Fabolous hasn't released a studio album since 2009 but has dropped four strong mixtapes in the three years since, the latest of which was The Soul Tape 2, a mixtape  that should convince label heads to give Fabolous the distribution he deserves. 

The first two tracks are dope and gives hope that this will be a  classic mixtape by the Brooklyn rapper, but then he segways into "Bite,"an unimaginative, weak song that seems out of place beat and lyric-wise with the tracks that come before and after it. It's truly the only weak song on an otherwise solid tape. Fabolous goes solo on the next two tracks, letting us into his life, his recent struggles and successes, and allows the listener to see the rapper behind the smoke and mirrors (or the reality show and the cameras). The first six tracks are commendable, allowing Fabolous to showcase his skills on the mic; the witty wordplay and quick-fire rhymes he has within lines is to be admired but by the end of the sixth track, he seems to be losing himself.

That's when the features come in. With J. Cole, Pusha T, Wale, and Joe Budden hopping on the album to help out Fabolous, it strengthens the whole tape. Fabolous seems to be the main pillar but he tends to get wobbly and the assistance from his fellow MC's, the supporting pillars, helps him out considerably, glossing over the cracks. 
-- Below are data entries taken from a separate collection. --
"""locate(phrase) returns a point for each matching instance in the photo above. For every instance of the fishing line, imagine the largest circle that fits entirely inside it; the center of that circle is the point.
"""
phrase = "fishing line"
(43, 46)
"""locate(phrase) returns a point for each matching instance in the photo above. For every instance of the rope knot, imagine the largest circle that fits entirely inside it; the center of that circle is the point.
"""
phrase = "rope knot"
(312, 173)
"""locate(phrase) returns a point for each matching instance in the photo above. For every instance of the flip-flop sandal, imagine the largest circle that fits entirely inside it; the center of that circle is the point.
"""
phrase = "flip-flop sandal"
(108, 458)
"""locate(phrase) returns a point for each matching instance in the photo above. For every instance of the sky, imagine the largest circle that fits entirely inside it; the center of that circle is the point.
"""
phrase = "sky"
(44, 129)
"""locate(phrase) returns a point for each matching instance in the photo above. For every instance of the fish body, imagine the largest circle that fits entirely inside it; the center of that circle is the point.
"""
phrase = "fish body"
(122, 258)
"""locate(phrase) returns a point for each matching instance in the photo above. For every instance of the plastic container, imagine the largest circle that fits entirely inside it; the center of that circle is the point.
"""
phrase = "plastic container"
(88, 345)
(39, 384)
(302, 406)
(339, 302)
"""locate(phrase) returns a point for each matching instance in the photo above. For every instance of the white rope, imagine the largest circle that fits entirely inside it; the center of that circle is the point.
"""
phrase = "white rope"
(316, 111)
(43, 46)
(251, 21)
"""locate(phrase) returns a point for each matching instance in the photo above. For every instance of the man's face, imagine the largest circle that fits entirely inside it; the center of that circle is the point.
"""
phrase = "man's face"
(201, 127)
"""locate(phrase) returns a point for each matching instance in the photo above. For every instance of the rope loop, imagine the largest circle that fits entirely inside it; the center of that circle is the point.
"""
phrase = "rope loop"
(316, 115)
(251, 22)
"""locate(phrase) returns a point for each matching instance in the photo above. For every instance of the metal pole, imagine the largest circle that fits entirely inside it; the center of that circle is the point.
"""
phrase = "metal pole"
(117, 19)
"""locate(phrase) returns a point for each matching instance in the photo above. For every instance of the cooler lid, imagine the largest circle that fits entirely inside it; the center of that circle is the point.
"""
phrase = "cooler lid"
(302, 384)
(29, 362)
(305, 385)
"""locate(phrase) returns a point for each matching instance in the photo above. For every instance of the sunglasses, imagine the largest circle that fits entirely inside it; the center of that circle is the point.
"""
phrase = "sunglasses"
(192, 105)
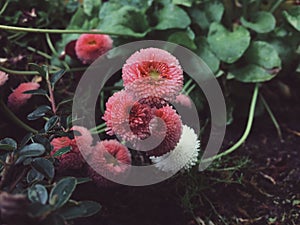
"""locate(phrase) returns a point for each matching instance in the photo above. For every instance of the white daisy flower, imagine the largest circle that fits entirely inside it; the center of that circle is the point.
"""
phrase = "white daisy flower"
(184, 156)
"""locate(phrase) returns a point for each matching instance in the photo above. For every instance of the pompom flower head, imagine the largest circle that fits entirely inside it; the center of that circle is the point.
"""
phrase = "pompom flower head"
(17, 98)
(184, 156)
(73, 159)
(153, 72)
(111, 158)
(89, 47)
(165, 129)
(3, 78)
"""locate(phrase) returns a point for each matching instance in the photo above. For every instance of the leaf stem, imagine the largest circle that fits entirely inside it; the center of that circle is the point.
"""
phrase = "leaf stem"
(15, 119)
(4, 7)
(246, 132)
(62, 31)
(276, 5)
(272, 116)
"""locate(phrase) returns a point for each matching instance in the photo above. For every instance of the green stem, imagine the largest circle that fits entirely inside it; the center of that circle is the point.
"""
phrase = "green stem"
(20, 72)
(15, 119)
(273, 118)
(45, 55)
(100, 126)
(186, 85)
(275, 5)
(246, 132)
(4, 7)
(61, 31)
(98, 131)
(190, 89)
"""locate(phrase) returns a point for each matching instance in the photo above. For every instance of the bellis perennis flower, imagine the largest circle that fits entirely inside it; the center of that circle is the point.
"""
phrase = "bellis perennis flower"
(153, 72)
(184, 156)
(89, 47)
(3, 78)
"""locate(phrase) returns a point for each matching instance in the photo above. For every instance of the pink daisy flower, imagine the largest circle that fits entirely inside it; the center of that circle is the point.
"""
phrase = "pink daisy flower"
(72, 159)
(153, 72)
(183, 100)
(89, 47)
(117, 112)
(110, 158)
(168, 125)
(3, 78)
(17, 98)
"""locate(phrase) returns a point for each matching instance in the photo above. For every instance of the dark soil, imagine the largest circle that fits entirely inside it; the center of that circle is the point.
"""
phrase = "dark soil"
(257, 184)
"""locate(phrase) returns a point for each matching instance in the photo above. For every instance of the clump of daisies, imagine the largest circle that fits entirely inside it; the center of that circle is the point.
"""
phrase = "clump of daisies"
(142, 113)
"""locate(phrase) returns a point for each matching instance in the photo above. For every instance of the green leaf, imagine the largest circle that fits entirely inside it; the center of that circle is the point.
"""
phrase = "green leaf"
(206, 13)
(141, 5)
(81, 209)
(44, 166)
(187, 3)
(82, 180)
(51, 123)
(62, 192)
(182, 38)
(55, 77)
(54, 219)
(37, 209)
(261, 22)
(228, 46)
(89, 5)
(293, 17)
(42, 70)
(8, 144)
(38, 193)
(172, 16)
(251, 74)
(263, 54)
(39, 112)
(62, 151)
(33, 176)
(205, 53)
(36, 92)
(130, 21)
(32, 150)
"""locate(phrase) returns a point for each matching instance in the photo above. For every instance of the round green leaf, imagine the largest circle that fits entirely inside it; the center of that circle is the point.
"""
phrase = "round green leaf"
(44, 166)
(228, 46)
(38, 193)
(293, 17)
(263, 54)
(182, 38)
(204, 52)
(39, 112)
(81, 209)
(172, 16)
(32, 150)
(62, 191)
(251, 74)
(261, 22)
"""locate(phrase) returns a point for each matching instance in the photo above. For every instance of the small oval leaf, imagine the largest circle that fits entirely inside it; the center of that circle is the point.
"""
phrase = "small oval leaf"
(8, 144)
(39, 112)
(51, 123)
(82, 209)
(38, 193)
The tape doesn't seem to be as cohesive as it should be, as it loses its continuity somewhere in the middle, but makes a resurgent comeback in the end. The beats aren't the tightest or the strongest throughout and sound too similar by the end of the tape - a facet that a studio could definitely help with. At times, the choruses do seem repetitive and one-dimensional but the verses by Fabolous and his guests come off so strong that they're overshadowed. The last three tracks, "Diced Pineapples," "Beauty," and "Want You Back" are instant hits with Fabolous' clever verses being outshone by each tracks feature - listen for Joe Budden's verse and the mixtape's last on "Want You Back". 
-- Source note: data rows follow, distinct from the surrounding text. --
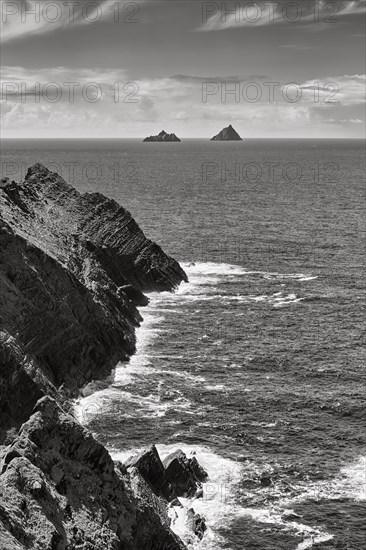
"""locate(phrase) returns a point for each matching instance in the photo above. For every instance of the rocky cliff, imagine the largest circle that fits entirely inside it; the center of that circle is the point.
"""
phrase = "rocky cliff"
(162, 136)
(73, 267)
(227, 134)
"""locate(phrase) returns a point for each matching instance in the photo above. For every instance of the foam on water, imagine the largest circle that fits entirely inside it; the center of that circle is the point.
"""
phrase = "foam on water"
(218, 502)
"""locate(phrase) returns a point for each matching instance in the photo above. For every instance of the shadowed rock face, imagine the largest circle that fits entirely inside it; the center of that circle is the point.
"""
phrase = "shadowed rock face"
(73, 267)
(60, 489)
(227, 134)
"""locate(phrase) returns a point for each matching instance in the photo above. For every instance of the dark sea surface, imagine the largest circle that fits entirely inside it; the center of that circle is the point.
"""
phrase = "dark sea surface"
(258, 363)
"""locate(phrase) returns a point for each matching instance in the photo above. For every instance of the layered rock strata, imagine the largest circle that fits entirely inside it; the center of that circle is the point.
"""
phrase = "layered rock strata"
(73, 268)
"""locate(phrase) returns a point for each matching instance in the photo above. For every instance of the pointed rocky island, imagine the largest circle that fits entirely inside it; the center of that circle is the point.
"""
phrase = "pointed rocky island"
(227, 134)
(163, 136)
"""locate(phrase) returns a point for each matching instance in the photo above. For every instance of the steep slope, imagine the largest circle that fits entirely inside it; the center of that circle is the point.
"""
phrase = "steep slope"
(227, 134)
(72, 267)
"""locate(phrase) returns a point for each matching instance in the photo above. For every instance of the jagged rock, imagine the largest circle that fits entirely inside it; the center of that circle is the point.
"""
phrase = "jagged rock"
(162, 136)
(64, 257)
(184, 475)
(196, 523)
(151, 468)
(60, 489)
(227, 134)
(137, 297)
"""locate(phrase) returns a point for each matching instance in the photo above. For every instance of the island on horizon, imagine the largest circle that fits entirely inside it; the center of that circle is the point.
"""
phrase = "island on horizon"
(227, 134)
(163, 136)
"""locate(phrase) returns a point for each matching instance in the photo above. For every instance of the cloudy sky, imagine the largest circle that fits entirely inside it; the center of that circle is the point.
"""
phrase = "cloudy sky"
(113, 68)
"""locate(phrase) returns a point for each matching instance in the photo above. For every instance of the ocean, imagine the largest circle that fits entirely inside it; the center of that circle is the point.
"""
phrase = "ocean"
(257, 364)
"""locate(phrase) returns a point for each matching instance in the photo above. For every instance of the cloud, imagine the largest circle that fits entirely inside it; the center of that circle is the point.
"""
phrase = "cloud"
(259, 14)
(23, 18)
(346, 90)
(174, 102)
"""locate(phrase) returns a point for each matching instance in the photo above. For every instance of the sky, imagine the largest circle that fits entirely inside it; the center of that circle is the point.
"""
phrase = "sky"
(113, 68)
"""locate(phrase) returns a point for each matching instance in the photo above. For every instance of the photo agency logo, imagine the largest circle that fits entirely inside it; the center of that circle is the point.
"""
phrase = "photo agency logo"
(239, 14)
(75, 172)
(269, 172)
(232, 92)
(66, 12)
(68, 92)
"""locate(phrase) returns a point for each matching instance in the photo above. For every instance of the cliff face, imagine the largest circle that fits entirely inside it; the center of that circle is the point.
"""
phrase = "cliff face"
(60, 490)
(162, 136)
(72, 268)
(227, 134)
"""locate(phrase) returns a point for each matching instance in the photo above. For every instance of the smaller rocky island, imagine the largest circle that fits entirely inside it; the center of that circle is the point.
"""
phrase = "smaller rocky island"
(163, 136)
(227, 134)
Overall, this was a dope tape that had mistakes and negatives that every non-studio tape would encounter. Fabolous' skills are showcased brilliantly throughout the tape, reminding everyone how strong of an MC the Brooklyn-born rapper still is. Though the features are prominent and help the tape chug along, it's Fabolous' solo tracks where he pours everything out when you really get hooked in and can't stop listening.